Prof He also said that the study had been submitted to a scientific journal for review, though he did not name the journal.
He also said that “another potential pregnancy” of a gene-edited embryo was in its early stages.
But he apologised that his research “was leaked unexpectedly”, and added: “The clinical trial was paused due to the current situation.”
Why is it this controversial?
The Crispr gene editing tool he claims to have used is not new to the scientific world, and was first discovered in 2012.
It works by using “molecular scissors” to alter a very specific strand of DNA – either cutting it out, replacing it or tweaking it.
Gene editing could potentially help avoid heritable diseases by deleting or changing troublesome coding in embryos.
But experts worry meddling with the genome of an embryo could cause harm not only to the individual but also future generations that inherit these same changes.
Prof He’s recent claims were widely criticised by other scientists.
“If true, this experiment is monstrous.
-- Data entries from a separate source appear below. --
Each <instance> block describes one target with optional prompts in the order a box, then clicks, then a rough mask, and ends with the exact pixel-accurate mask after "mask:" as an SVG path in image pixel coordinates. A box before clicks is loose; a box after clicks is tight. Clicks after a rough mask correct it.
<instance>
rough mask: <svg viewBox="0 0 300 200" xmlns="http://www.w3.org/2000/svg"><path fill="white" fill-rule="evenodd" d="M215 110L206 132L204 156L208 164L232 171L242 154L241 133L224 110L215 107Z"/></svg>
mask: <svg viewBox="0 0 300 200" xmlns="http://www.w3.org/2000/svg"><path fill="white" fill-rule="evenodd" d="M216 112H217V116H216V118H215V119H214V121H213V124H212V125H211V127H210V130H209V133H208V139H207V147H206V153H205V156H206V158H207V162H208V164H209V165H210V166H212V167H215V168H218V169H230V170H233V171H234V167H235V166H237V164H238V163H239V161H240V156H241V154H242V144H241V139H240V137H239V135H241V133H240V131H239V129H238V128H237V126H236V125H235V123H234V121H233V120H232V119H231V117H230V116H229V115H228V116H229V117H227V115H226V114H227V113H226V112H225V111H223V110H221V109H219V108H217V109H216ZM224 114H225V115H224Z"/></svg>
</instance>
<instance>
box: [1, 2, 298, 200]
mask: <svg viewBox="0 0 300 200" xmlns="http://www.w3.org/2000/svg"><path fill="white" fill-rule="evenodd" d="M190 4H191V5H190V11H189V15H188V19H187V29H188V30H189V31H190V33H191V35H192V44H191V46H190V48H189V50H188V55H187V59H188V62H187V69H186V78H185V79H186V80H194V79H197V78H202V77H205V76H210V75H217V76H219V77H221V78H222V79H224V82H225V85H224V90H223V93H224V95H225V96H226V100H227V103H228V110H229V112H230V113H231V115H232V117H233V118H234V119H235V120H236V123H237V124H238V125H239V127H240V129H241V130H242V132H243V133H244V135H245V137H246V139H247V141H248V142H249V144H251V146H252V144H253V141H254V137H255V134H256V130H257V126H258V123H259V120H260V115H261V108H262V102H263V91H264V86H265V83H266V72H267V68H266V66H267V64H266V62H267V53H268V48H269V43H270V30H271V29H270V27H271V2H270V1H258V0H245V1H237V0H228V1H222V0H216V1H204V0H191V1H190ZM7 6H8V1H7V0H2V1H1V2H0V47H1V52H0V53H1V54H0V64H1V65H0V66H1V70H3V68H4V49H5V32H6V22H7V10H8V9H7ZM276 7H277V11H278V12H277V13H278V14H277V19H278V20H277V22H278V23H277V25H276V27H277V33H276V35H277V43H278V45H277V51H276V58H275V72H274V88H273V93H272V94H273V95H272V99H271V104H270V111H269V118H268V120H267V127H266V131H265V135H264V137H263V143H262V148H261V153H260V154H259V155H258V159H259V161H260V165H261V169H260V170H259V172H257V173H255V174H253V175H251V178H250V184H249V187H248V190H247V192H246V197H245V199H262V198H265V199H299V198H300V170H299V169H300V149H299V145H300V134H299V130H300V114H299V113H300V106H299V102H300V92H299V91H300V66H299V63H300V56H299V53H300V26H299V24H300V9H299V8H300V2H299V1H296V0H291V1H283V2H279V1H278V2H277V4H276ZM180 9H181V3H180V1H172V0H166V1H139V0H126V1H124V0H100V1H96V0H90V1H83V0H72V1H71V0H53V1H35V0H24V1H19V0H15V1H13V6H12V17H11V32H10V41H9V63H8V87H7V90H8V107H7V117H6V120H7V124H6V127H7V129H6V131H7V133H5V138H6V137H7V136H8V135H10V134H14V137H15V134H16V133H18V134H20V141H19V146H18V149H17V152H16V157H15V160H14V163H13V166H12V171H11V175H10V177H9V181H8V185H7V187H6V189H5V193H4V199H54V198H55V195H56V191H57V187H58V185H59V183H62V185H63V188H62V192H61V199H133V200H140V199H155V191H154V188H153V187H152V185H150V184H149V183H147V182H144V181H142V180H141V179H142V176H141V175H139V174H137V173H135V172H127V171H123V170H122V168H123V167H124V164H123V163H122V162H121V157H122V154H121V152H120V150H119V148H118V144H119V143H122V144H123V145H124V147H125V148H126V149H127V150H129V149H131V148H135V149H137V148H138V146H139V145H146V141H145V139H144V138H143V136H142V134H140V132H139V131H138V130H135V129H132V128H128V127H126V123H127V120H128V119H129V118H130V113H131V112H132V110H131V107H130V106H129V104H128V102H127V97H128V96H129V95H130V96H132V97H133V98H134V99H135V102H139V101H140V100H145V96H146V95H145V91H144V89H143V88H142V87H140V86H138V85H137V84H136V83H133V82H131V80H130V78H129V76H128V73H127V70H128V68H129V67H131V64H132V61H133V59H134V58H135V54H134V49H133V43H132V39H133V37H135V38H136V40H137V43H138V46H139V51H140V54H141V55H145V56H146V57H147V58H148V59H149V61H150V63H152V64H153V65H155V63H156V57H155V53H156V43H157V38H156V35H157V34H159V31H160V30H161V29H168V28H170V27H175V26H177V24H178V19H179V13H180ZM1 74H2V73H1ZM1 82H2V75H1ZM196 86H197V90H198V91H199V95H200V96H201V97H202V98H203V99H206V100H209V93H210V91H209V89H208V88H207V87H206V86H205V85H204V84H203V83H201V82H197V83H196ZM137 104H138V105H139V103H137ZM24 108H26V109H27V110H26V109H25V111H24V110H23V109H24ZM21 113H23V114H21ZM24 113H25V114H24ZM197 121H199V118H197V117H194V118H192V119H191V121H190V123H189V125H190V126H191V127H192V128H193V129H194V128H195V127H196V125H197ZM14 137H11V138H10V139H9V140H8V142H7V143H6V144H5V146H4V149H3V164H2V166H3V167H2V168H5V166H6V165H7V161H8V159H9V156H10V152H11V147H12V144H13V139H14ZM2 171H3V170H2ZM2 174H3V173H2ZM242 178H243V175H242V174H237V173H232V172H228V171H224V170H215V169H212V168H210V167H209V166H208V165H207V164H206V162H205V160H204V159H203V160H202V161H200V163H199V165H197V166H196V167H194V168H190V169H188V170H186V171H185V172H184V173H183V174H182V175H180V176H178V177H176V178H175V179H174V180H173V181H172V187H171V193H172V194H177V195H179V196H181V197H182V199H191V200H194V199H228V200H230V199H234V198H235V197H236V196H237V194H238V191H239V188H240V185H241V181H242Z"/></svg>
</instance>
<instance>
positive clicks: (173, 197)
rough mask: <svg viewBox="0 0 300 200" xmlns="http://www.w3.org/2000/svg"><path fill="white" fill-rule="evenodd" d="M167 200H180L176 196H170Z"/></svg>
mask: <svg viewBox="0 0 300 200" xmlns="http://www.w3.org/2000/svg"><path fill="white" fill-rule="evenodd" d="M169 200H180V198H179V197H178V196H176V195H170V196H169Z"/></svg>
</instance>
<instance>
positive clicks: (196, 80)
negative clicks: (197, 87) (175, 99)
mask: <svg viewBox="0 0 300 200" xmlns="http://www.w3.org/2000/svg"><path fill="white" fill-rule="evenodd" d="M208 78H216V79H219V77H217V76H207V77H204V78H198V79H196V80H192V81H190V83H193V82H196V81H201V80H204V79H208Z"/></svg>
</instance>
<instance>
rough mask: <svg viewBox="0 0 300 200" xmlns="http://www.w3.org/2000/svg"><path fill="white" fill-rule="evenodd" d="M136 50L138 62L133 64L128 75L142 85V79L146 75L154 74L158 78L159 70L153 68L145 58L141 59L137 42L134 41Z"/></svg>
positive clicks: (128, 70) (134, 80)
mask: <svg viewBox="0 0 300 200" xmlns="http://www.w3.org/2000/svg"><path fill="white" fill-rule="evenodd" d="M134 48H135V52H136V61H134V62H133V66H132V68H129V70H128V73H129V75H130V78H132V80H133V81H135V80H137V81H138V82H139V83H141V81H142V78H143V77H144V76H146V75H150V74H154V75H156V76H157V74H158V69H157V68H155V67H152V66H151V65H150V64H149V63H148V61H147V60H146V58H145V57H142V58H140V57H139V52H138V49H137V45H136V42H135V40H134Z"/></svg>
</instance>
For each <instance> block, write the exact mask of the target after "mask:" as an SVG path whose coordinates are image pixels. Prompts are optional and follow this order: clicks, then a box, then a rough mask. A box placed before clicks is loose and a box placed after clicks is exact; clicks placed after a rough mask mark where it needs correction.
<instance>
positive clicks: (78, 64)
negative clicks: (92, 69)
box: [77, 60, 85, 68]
Gene editing itself is experimental and is still associated with off-target mutations, capable of causing genetic problems early and later in life, including the development of cancer,” Prof Julian Savulescu, an ethics expert at the University of Oxford, told the BBC.
“This experiment exposes healthy normal children to risks of gene editing for no real necessary benefit.”
Many countries, including the UK, have laws that prevent the use of genome editing in embryos for assisted reproduction in humans.
Scientists can do gene editing research on discarded IVF embryos, as long as they are destroyed immediately afterwards and not used to make a baby.
Prof He’s experiment is prohibited under Chinese laws, Deputy Minister of Science and Technology Xu Nanping told state media.
China allows in-vitro human embryonic stem cell research for a maximum period of 14 days, Mr Xu clarified.